Everybody stay calm. No need to panic. There is an unspoken agreement to continue to ignore the illusion, and to ignore Goedel. Even if he is right.
How world a spiritualst world allow you to know that your senses are working? How do you distinguish the validity of voices telling to kill a few people (Andrea Yeats) or many people (Joan of Arc)?
Propel, propel thy craft, down a liquid solution.
Ecstatically, ecstatically, ecstatically, ecstatically.
Existence is but an illusion.
Then do rocks have conciousness?
Gurdjieff said so, or intelligence.

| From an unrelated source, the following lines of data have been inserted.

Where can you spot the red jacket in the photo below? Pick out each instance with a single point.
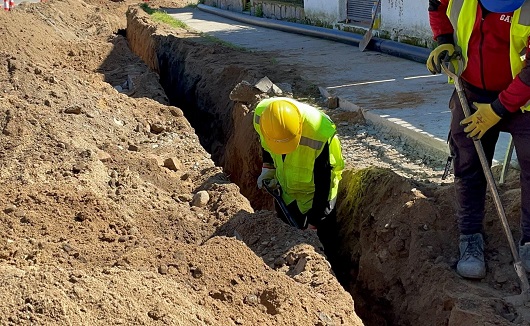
(488, 65)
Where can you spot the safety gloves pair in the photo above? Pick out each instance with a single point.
(442, 53)
(268, 176)
(479, 122)
(485, 117)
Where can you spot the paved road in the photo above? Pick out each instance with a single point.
(397, 94)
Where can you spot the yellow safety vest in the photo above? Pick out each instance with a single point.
(295, 173)
(462, 15)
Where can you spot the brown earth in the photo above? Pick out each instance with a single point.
(115, 210)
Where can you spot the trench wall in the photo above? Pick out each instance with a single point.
(396, 242)
(198, 78)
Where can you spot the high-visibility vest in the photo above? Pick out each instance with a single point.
(295, 173)
(462, 15)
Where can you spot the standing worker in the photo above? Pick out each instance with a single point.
(492, 37)
(302, 152)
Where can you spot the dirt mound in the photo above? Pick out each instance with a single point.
(110, 205)
(113, 212)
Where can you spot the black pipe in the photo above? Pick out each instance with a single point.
(402, 50)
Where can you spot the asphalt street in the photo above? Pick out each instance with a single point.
(398, 95)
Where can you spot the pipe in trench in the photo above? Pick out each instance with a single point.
(402, 50)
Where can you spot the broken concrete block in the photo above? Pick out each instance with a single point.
(333, 102)
(200, 199)
(244, 92)
(173, 164)
(264, 85)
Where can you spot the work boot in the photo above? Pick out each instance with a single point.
(471, 263)
(524, 255)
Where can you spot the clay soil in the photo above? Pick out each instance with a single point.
(114, 210)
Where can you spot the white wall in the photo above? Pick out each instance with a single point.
(406, 17)
(331, 11)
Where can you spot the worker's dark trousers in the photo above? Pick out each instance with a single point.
(327, 231)
(470, 182)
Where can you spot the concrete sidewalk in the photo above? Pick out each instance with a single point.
(400, 97)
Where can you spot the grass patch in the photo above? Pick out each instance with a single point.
(163, 17)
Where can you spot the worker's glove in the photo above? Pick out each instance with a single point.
(442, 53)
(266, 174)
(480, 121)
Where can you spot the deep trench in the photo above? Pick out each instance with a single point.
(373, 311)
(184, 90)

He may have been speaking allegorically, or he may have understood intelligence in a more subtle way.
His comment would appear to be self-evident.
I do know people with the conciousness of a rock.
Yes, StJacques. But it appears that you are assuming that DNA is the sole source of biological information. The obvious reason that this is not the case is DNA is exactly the same whether the organism it "specifies" is living or dead.
No matter how much the proponents of Intelligent Design may argue to the contrary, the basis of its argument is that because science has not yet developed a satisfactory answer that explains the origins of biological complexity, no such explanation can be developed from an examination of the uniform and naturally-occurring processes of nature and we therefore must postulate the intervention of an outside designer to produce that satisfactory explanation.
You seem to argue that the IDers suggest that, because "science has not yet developed a satisfactory answer that explains the origins of biological complexity," therefore they postulate a deus ex machina to explain it. Perhaps you are right to suspect that they believe "no such explanation can be developed from an examination of the uniform and naturally-occurring processes of nature," if by nature you effectively mean the evolution of matter as described by the physico-chemical laws. But I have not encountered anyone of the ID perspective who says that matter, the physico-chemical processes, and/or the physical laws are illusions. What they do suggest is that these taken altogether do not provide a complete, exhaustive explanation for what we observe in living systems.
It seems the naturally-occurring processes of nature themselves including matter may be specified from outside the 4D block of "ordinary space-time." Consider what we mean by "naturally-occurring." If some things are "natural," that implies there are "unnatural" things. What is the standard that allows us to make distinctions between the two in the first place? Is the criterion a material object, or is it a deeper principle, and one which is not going about on all fours in 4D space-time, so to speak?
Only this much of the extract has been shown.